On the other side of the Atlantic, US presidential hopeful Joe Biden said that, if elected, he would mandate coronavirus vaccines be free for all Americans, part of a national strategy to "get ahead of this virus".

"Once we have a safe and effective vaccine, it has to be free to everyone—whether or not you're insured," Biden said in a speech laying out his pandemic response plan just 11 days before election day.

The clinical trial for a COVID-19 vaccine being developed by AstraZeneca and Britain's University of Oxford has resumed in the United States, the drugmaker said Friday.

The US was the only country where the trial remained suspended following a participant's illness six weeks ago.

'We're losing. We're overwhelmed'

The WHO said the northern hemisphere was facing a crucial moment in fighting the pandemic.

"Too many countries are seeing an exponential increase in COVID-19 cases and that is now leading to hospitals and intensive care units running close to or above capacity—and we're still only in October," WHO chief Tedros Adhanom Ghebreyesus told a virtual press conference.

Across the planet, COVID-19 has now claimed the lives of 1.1 million people—about one fifth in the United States—and infected close to 42 million.

Across Europe, governments are slapping urgent new restrictions on daily life, with France extending a curfew to cover 46 million people and Ireland locked down again.

"The continuing increases in COVID-19 infections... pose a major threat to public health, with most countries having a highly concerning epidemiological situation," said Andrea Ammon, director of the European Centre for Disease Prevention and Control (ECDC).

The agency said all EU countries except Cyprus, Estonia, Finland and Greece fell into a "serious concern" category, as did the United Kingdom, up from just seven a month ago.

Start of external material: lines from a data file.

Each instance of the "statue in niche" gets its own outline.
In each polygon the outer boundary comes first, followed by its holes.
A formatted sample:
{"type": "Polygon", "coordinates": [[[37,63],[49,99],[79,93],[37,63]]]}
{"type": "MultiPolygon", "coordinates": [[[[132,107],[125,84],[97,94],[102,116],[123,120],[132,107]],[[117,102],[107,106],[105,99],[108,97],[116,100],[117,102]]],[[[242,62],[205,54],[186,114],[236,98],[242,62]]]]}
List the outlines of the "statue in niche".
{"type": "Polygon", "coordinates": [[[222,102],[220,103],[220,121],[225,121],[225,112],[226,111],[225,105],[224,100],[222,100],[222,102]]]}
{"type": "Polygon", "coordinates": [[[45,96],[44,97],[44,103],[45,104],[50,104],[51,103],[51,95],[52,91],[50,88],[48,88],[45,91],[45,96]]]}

'Many COVID-positive people in streets'

Brussels and Wallonia, the French-speaking region of which Liege is a major city, are now the epicentres of Europe's renewed crisis

"We're losing. We're overwhelmed. We're bitter," said Benoit Misset, head of the intensive care unit at the University Hospital in the Belgian city of Liege, where several of his staff are having to work despite being COVID-positive—if asymptomatic—themselves.

"It's trench warfare", with the difference that "it's not bombs, it's a virus" and "it's the virus calling the shots, not us, not politicians, not scientists," Misset told AFP.

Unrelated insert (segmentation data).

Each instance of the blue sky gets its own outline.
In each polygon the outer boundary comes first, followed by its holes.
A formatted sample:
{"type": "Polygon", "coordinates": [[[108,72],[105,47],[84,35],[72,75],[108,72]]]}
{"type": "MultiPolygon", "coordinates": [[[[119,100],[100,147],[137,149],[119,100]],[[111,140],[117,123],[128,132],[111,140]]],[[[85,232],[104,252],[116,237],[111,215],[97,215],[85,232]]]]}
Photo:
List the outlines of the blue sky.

In France, the boss of Paris public hospital group AP-HP warned the second wave could be worse than the first as the government expanded a nighttime curfew to cover more than two-thirds of the population.

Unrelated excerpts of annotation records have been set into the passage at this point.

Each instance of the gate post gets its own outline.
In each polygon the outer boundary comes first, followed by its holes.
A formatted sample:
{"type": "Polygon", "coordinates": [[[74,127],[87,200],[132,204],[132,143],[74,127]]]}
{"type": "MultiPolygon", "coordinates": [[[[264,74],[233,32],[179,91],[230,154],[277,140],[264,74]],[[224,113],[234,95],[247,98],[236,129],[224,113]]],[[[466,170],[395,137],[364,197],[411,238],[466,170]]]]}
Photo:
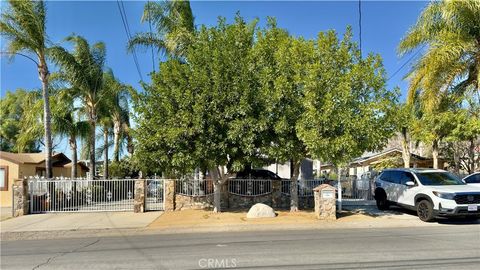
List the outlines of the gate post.
{"type": "Polygon", "coordinates": [[[164,179],[165,198],[163,201],[164,211],[174,211],[175,210],[175,179],[164,179]]]}
{"type": "Polygon", "coordinates": [[[280,208],[282,205],[282,181],[272,181],[272,207],[280,208]]]}
{"type": "Polygon", "coordinates": [[[12,185],[13,209],[12,216],[19,217],[28,214],[28,180],[18,179],[12,185]]]}
{"type": "Polygon", "coordinates": [[[146,191],[146,180],[137,179],[135,180],[135,196],[133,201],[133,212],[143,213],[145,212],[145,191],[146,191]]]}

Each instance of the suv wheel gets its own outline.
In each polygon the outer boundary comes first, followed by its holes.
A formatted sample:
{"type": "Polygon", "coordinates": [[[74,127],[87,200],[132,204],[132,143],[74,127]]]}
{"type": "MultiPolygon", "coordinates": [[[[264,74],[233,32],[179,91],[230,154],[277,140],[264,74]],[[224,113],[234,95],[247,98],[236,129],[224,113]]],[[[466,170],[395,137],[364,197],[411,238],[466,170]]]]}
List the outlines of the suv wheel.
{"type": "Polygon", "coordinates": [[[432,221],[433,216],[433,205],[427,200],[421,200],[417,204],[417,215],[421,221],[429,222],[432,221]]]}
{"type": "Polygon", "coordinates": [[[375,200],[377,201],[377,208],[378,210],[388,210],[390,206],[387,201],[387,196],[383,193],[380,193],[378,196],[375,196],[375,200]]]}

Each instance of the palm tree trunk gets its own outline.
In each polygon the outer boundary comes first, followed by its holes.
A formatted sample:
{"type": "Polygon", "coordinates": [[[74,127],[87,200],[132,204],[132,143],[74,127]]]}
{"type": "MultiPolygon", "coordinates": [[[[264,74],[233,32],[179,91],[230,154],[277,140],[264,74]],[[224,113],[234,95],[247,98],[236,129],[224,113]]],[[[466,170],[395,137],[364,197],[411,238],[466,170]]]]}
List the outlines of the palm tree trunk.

"There are many positive people, infectious, in the streets without knowing it and without anyone else knowing it," Martin Hirsch told French radio.

Wales was set to enter a full lockdown on Friday evening, a day after Ireland shut down.

Poland meanwhile adopted a nationwide "red zone" lockdown that includes the partial closure of primary schools and restaurants.

Only Sweden, which famously refused to lock down earlier this year, continued to stick to its guns despite a rise in cases.

Economic downturn

Infection control measures have drawn the ire of many struggling to keep their businesses or jobs from going under in the pandemic-induced economic downturn.

As such, the Czech Republic was up in arms after Health Minister Roman Prymula was caught—maskless—leaving a restaurant that should have been closed under his own restrictions.

He insists he was having a meeting in premises adjacent to the restaurant.

As the pandemic lingers, governments have been forced to dive in and help businesses being buffeted by a constant seesaw of lockdowns and reopenings.

Struggling Scandinavian airline SAS said Sweden and Denmark agreed to increase their stakes to try to help it weather the crisis.

Adding to the gloom, data provider IHS Markit said the eurozone's economic activity contracted in October for the first time since June.

And the Eiffel Tower in Paris—one of the world's most visited sites—is experiencing a collapse in visitor numbers, with ticket sales down 80 percent.

But bucking the trend, British retail sales climbed in September for the fifth month in a row.

And US fast-food chain Kentucky Fried Chicken said it would create 5,400 jobs in Britain and Ireland on strong takeaway demand.